The amazing properties of graphene are being put to use more and more, as Evan Reed and Mitchell Ong from the Stanford School of Engineering have described a new way of engineering piezoelectrics into graphene. The study was published in the ACS Nano Journal.
When you apply a mechanical stress to certain materials, such as crystals, ceramics, or even biological materials, they become electrically charged, and this property is called piezoelectricity – basically, it is electricity resulting from pressure. Using this effect, their work extends engineering control to the nanoscale for the first time. Reed explained that the proportions of the applied pressure directly varies with the electrical field, and this approach might be the key to manipulating electronics at the nanoscale, and this phenomenon can bring a revolution in the field of straintronics. This is where graphene steps in.
Graphene, which is basically a one-atom thick layer of carbon may offer an unprecedented degree of control over optical, electrical and mechanical properties for applications such as nanoscale transistors and touchscreens.
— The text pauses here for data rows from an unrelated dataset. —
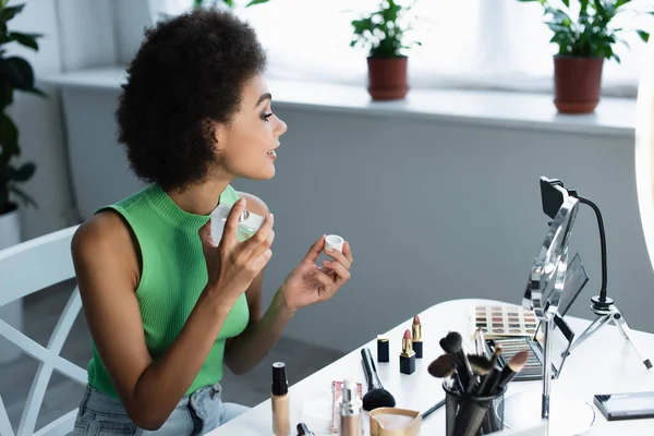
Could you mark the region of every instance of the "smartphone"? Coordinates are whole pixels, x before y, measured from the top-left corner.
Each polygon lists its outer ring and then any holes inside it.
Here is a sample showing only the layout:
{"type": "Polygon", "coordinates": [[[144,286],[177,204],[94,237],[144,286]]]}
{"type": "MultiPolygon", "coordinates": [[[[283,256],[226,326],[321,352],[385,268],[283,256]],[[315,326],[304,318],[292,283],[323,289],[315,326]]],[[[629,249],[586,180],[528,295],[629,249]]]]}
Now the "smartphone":
{"type": "Polygon", "coordinates": [[[654,392],[596,395],[595,405],[607,421],[654,417],[654,392]]]}
{"type": "Polygon", "coordinates": [[[564,187],[564,182],[558,179],[541,178],[541,201],[543,203],[543,213],[554,219],[558,209],[566,202],[569,194],[564,187]]]}

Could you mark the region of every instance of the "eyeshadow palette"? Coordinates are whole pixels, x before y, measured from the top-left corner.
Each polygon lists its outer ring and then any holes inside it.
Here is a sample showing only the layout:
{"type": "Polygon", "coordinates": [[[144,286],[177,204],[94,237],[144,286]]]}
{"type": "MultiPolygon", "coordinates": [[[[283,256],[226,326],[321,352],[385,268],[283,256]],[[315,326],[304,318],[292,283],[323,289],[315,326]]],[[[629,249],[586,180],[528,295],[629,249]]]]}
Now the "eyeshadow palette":
{"type": "Polygon", "coordinates": [[[476,306],[473,331],[481,328],[484,338],[533,337],[538,320],[532,311],[518,305],[476,306]]]}
{"type": "MultiPolygon", "coordinates": [[[[574,339],[574,332],[558,315],[554,315],[554,328],[552,330],[552,377],[558,378],[566,358],[570,353],[570,346],[574,339]]],[[[500,368],[508,365],[512,356],[520,351],[526,350],[529,359],[524,368],[516,376],[514,380],[541,380],[543,379],[543,335],[541,334],[542,325],[540,324],[534,337],[516,337],[516,338],[495,338],[486,339],[486,356],[491,359],[495,352],[495,348],[501,347],[501,354],[497,359],[497,364],[500,368]]]]}

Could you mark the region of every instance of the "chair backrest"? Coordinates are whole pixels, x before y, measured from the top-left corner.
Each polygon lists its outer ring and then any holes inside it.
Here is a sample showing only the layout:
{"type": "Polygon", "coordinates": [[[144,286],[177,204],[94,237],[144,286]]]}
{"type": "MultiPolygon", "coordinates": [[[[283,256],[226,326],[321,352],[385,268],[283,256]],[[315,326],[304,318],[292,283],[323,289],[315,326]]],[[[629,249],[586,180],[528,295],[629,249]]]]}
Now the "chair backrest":
{"type": "MultiPolygon", "coordinates": [[[[75,277],[71,241],[76,229],[77,226],[73,226],[0,251],[0,307],[75,277]]],[[[35,342],[0,319],[0,337],[14,343],[39,362],[15,436],[60,436],[73,431],[77,410],[66,413],[38,431],[36,431],[36,420],[52,371],[80,384],[87,383],[86,371],[60,355],[81,307],[80,291],[75,287],[47,347],[35,342]]],[[[0,398],[0,435],[14,436],[2,398],[0,398]]]]}

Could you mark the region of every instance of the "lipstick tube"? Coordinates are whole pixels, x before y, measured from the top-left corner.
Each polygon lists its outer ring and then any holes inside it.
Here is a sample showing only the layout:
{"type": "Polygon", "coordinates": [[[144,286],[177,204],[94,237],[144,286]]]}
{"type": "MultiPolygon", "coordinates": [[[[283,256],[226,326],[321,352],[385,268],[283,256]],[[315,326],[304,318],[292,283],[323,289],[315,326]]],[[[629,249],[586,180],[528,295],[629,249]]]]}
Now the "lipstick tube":
{"type": "Polygon", "coordinates": [[[377,362],[389,362],[390,351],[388,338],[383,335],[377,336],[377,362]]]}
{"type": "Polygon", "coordinates": [[[411,340],[411,331],[404,331],[402,338],[402,352],[400,353],[400,373],[413,374],[415,372],[415,352],[411,340]]]}
{"type": "Polygon", "coordinates": [[[289,408],[289,382],[286,375],[286,363],[272,364],[272,434],[288,436],[291,433],[291,410],[289,408]]]}
{"type": "Polygon", "coordinates": [[[422,325],[420,324],[420,317],[415,315],[413,317],[412,328],[412,347],[413,351],[415,351],[415,359],[422,359],[422,325]]]}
In order to measure the piezoelectric field of graphene, they simulated graphene doped with fluorine, potassium, hydrogen, lithium and combinations of fluorine and lithium and fluorine and hydrogen on either sides. Researchers were absolutely surprised with the results, reporting that the effect of the 2D graphene were practically similar to those of 3D materials.
Based on these positive results, scientists hope they can continue their studies, which can have a number of applications in a number of fields, including electronics, chemical sensing, energy harvesting, photonics and many, many more.